Nous comprenons que c’est la première fois depuis très longtemps qu’un Grand Maître fait le déplacement jusqu’à Maurice. Dans quel cadre s’inscrit cette visite ?
Cette visite s’inscrit dans un cadre plus global, à savoir la nécessité de montrer à nos loges hors métropole française qu’elles appartiennent pleinement au Grand Orient de France. Nous voulons montrer la reconnaissance que nous avons envers elles, et mieux, faire connaissance avec les membres de ces loges.

Vous avez également visité d’autres pays avant de venir à Maurice. Quelle est votre évaluation de la franc-maçonnerie dans la région et à Maurice ?
Une évaluation nécessite plus de temps et de recul. Au début, on sent à quel point nos frères et nos sœurs sont heureux de nous accueillir et montrent une très grande fraternité. Cette visite est pour moi très enrichissante parce qu’elle me permet de comprendre les problématiques locales et régionales qui sont très diverses.

Vous arrivez à un moment où nos pays sortent graduellement de l’emprise de la pandémie de Covid-19. Est-ce que cette pandémie a laissé des traces aussi bien en France et dans les régions que vous avez visitées ?
Bien sûr. En vérité il n’y a pas que le Covid-19. Cette pandémie est révélatrice d’une situation générale qui est lourde. Nous arrivons à un moment très compliqué de notre histoire. Nous sommes arrivés à une phase de l’évolution de l’humanité qui est très particulière. Le monde n’a pratiquement pas bougé depuis des millénaires ou très lentement. Il y a eu la société industrielle et les choses se sont accélérées d’un coup.

Nous avons atteint une troisième phase de développement, c’est-à-dire une société numérique avec un progrès scientifique à une vitesse vertigineuse. Beaucoup de progrès ont été accomplis dans le domaine de la communication. On ne sait plus très bien où l’on va. Cette incertitude pèse sur tout le monde et le Covid est venu mettre une chape de plomb sur tout cela.

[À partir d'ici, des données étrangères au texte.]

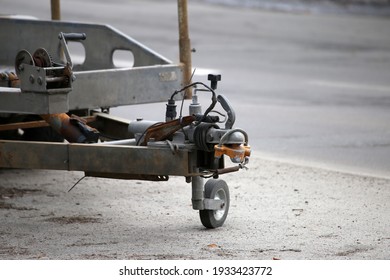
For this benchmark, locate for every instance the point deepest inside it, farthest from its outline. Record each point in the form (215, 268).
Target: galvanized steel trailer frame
(99, 84)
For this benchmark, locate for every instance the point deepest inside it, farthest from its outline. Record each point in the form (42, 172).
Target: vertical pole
(184, 44)
(55, 10)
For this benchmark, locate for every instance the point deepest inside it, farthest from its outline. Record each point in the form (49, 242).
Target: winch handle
(73, 36)
(229, 110)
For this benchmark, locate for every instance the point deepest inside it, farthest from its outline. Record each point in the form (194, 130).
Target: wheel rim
(220, 195)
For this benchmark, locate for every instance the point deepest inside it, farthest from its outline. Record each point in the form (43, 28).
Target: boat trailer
(54, 114)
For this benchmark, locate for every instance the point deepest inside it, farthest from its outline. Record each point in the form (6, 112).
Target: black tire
(215, 189)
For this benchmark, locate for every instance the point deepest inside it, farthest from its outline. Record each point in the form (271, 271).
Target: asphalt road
(308, 88)
(312, 89)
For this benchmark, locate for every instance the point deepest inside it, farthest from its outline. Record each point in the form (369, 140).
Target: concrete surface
(278, 210)
(313, 93)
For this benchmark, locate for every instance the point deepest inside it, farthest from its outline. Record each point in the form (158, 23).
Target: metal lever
(225, 103)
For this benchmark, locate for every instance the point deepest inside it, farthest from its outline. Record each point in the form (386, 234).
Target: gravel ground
(278, 211)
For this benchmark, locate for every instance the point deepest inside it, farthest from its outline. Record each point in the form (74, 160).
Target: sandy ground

Pensez-vous que le Covid-19 a mis à mal la cohésion dans la société ?
Je ne dirais pas mis à mal. Le Covid-19 est révélateur de beaucoup de choses et a peut-être joué un rôle de catalyseur dans nos sociétés. Par exemple, en France, il y a eu les gilets jaunes avant le Covid-19. Ce mouvement était déjà annonciateur d’une vraie crise sociétale. Les premiers gilets jaunes n’étaient pas des révolutionnaires. C’était surtout une population invisibilisée par le fonctionnement démocratique même. Le Covid est arrivé et a mis de la confusion dans un sujet déjà très complexe. Le traitement de la crise, le fonctionnement des pouvoirs en général étaient déjà très compliqués.

Au Grand Orient où on est très attentif à la société et à la diversité, on ressent tout cela de manière très forte et cela nous interpelle beaucoup sur le fonctionnement de la société et sur les interrogations sur les limites de nos institutions, de la démocratie, sur les aménagements qui doivent être effectués au lieu de rester dans un confort somnolant.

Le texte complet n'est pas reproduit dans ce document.